Courtesy Thomas Tegge/Lawrence Livermore National Laboratory
Nuclear physicists have long suspected the existence of atoms far heavier than any yet discovered, but they lacked the technology needed to synthesize them. Now, a joint American-Russian team has found two new elements—numbers 113 and 115 on the periodic table—hinting at an impending breakthrough in creating novel forms of matter that will test our understanding of atomic behavior.
Ultra-heavy elements tend to disintegrate almost as soon as they are created. The two new ones, however, appear to be the first of a long-sought family of relatively long-lived atoms. “You’re getting to a region where it looks like there is enhanced stability,” says Joshua Patin of Lawrence Livermore National Laboratories in California, chief data analyst for the collaborative project. To find these elements he and colleagues at Livermore and Russia’s Joint Institute for Nuclear Research collided ions (charged atoms) with other, target atoms in a cyclotron, a machine that accelerates the nuclei to high speeds with a magnetic field. The researchers bombarded radioactive americium-243 with calclium-48, shooting one trillion calcium atoms per second at the americium target, hoping that occasionally the atoms would stick together to form something new. After running cyclotron day and night for a month, Patin and company produced four atoms each of the new elements, enough to study how they decay.

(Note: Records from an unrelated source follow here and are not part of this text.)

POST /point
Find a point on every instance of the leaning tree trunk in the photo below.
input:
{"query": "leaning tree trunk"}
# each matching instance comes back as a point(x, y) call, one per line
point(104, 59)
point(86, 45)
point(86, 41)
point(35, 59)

Element 115 lives for 1/100,000th of a second before breaking down into element 113, which in turn decays after a little over a second. In the world of heavy elements those seemingly brief lifetimes are an eternity. This discovery confirms a long-held theory in nuclear physics that there is a region of enhanced stability at the margin of the periodic table. And for each new element that is discovered, there are potentially numerous undiscovered isotopes (different versions of the same element), some of which could be very stable. Next the team will shoot for elements 117 and 118. “You can consider this region of the chart as a puzzle,” says Patin. “We get pieces of the puzzle, but there are a lot of isotopes of recently discovered elements that have not been seen.”